Grouping in Julia plots

Hi there,

Let’s say I have a dataframe I want to plot. I know that I can use the keyword argument group to select a column and to have a grouping for the different cases. But what if I would like to manually group together different cases, e.g. group cases A and B and cases C and D?

Many thanks in advance.

using DataFrames, Plots
DF = DataFrame(x = 1:4, y = rand(4),cases=["A","B","C","D"]) # These are the plotting data
plot(DF.x,DF.y, group=DF.cases,seriestype = :scatter)

Welcome!

I think the easiest thing to do here is to make a new grouping column.

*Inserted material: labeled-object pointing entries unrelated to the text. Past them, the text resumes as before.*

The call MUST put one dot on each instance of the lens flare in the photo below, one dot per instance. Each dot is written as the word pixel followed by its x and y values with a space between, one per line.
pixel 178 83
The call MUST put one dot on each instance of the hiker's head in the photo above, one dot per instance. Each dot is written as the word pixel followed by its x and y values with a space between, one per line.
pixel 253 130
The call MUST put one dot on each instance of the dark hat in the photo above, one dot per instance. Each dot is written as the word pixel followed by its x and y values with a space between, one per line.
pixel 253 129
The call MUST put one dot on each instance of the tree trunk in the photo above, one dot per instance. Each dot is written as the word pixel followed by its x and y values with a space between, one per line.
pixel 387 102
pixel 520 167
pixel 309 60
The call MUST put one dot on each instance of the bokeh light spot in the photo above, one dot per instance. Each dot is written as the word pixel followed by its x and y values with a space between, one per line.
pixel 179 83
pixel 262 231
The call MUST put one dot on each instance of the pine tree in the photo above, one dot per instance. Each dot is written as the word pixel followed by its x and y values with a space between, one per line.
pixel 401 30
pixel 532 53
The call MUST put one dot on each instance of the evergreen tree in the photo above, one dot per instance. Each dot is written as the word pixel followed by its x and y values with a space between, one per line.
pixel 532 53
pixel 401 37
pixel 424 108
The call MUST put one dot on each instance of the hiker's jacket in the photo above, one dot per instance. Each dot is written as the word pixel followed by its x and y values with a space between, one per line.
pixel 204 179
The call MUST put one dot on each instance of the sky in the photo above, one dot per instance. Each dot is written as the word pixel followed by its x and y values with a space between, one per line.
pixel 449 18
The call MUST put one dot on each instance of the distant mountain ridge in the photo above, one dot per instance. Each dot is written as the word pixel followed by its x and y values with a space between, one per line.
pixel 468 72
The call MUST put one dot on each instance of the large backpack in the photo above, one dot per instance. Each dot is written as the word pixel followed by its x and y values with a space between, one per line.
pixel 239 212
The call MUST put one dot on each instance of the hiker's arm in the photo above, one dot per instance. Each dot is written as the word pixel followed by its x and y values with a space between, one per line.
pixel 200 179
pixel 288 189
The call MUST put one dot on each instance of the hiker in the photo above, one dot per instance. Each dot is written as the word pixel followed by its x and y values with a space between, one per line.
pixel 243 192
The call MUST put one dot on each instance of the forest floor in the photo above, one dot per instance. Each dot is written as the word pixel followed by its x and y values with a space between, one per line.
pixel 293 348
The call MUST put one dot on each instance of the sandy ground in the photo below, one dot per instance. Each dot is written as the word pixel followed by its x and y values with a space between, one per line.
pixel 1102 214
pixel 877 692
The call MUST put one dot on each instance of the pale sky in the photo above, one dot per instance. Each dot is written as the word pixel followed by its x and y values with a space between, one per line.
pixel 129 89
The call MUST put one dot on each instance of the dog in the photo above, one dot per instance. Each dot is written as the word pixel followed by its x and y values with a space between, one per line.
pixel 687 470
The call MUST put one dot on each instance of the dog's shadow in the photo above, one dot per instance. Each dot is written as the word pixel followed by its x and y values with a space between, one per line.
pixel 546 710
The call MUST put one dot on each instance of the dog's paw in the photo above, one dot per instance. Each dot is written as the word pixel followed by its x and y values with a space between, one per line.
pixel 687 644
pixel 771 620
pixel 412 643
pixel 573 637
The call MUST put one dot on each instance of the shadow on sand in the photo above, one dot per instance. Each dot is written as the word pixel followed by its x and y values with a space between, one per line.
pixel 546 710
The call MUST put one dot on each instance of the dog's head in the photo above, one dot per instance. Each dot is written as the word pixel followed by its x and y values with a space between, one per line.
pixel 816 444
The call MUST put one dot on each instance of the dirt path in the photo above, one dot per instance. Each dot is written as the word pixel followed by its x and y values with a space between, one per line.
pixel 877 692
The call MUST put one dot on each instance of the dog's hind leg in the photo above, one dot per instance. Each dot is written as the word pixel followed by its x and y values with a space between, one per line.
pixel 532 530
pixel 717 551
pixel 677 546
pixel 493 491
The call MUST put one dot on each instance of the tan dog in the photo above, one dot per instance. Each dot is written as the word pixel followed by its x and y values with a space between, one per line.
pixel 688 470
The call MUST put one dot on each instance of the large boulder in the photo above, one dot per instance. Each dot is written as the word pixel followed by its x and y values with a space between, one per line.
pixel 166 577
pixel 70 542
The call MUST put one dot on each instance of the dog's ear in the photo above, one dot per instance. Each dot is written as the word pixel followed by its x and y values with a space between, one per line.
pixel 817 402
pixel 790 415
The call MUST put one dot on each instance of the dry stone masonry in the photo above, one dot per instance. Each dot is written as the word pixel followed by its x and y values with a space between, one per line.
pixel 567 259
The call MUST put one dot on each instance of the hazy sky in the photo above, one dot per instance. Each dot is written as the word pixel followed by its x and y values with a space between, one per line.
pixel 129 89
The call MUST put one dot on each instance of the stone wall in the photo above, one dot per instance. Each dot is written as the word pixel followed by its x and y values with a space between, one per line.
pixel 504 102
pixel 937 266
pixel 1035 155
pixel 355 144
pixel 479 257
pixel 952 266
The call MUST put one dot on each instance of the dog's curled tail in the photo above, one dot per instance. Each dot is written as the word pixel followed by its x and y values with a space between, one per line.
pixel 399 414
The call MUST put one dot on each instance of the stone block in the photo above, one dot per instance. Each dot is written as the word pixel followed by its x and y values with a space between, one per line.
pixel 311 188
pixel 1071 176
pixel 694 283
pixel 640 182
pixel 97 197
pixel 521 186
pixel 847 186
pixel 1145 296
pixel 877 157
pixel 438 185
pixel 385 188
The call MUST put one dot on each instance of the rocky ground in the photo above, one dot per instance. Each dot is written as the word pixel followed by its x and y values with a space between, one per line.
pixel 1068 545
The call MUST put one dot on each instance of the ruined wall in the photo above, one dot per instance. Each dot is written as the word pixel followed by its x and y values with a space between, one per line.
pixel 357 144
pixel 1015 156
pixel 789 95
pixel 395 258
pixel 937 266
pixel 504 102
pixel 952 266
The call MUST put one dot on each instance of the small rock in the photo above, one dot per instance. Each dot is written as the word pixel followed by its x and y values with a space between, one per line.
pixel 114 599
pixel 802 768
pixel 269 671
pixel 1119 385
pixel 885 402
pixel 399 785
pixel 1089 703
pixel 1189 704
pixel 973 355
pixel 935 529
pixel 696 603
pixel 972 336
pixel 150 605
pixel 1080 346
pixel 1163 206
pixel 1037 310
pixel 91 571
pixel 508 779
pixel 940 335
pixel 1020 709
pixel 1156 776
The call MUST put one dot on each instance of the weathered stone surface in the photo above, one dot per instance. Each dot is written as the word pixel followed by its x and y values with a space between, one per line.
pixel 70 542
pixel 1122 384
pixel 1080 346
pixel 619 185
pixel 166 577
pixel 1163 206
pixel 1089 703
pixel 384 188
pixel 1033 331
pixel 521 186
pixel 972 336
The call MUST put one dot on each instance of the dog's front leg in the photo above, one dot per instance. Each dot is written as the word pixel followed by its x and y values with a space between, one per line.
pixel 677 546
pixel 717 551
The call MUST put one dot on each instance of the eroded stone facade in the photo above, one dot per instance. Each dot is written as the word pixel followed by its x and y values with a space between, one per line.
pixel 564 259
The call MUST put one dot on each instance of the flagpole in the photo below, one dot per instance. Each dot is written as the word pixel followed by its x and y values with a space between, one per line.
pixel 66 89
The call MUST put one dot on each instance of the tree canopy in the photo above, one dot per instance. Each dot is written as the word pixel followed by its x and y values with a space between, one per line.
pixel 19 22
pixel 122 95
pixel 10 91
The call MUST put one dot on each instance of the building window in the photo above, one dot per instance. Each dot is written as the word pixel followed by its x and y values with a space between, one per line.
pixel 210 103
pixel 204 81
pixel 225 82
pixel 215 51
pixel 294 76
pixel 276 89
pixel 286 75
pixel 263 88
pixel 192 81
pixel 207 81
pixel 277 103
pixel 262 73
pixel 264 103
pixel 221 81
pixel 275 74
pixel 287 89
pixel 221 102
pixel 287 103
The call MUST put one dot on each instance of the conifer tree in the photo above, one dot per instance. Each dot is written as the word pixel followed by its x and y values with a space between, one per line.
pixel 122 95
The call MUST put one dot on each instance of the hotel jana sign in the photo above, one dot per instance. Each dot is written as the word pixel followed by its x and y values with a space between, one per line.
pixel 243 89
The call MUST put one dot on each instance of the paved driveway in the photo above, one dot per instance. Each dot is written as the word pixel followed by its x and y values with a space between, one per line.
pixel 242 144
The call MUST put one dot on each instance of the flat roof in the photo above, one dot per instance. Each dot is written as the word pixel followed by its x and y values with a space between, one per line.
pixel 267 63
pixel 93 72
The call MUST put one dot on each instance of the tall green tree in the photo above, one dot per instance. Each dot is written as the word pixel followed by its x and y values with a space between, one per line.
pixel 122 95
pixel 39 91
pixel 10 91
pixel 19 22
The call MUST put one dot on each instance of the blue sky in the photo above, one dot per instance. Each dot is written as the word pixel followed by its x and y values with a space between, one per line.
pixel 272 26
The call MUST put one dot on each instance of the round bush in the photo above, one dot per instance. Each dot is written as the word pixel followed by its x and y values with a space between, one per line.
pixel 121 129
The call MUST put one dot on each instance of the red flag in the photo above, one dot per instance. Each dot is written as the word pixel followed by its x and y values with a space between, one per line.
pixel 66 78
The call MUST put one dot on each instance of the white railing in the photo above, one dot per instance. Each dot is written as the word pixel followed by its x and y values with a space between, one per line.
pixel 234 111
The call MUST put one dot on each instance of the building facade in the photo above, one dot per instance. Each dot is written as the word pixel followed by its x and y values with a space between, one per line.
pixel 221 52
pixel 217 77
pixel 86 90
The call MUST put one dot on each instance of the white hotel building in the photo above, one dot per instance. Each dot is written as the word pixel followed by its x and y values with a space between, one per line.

df.combined_cases = map(df.cases) do c
    if c in ["A", "B"]
        "A or B"
    elseif c in ["C", "D"]
        "C or D"
    else
        c
    end
end
1 Like

The answer depends on what you are trying to show. Could you provide a link to an example plot?

You might consider using the layout functionality to generate two subplots. One with A and B, and the other with C and D, e.g.:

plot(plot_ab, plot_cd, layout=(1,2))

But this might not be what you are trying to achieve.

Thanks, I guess that would be the sane option. But some subsetting directly at the group argument is not favorable or possible? Something like…

plot(DF.x,DF.y, group=DF[:cases .=="A" || :cases .=="B",:] ,seriestype = :scatter)

…?

That’s certainly feasible. But you would lose nice automatic labeling.

Thanks. It’s an option, but I guess the least favorable as this maybe somehow deviates from the intended use cases of layout…

Why not just write a little helper function? That way you can call it at the function call.

function combine_cases(x)
    combined_cases = map(df.cases) do c
        if c in ["A", "B"]
            "A or B"
        elseif c in ["C", "D"]
            "C or D"
        else
            c
        end
    end
end

plot(df.x, df.y, group = combined_cases(df.cases))
1 Like

Ah! Of course. Encapsulating. Feels like a good choice. Thanks again!

Had to make a few minor corrections to make it work:

function combine_cases(x)
    combined_cases = map(x.cases) do c
        if c in ["A", "B"]
            "A or B"
        elseif c in ["C", "D"]
            "C or D"
        else
            c
        end
    end
end

plot(DF.x, DF.y, group = combine_cases(DF))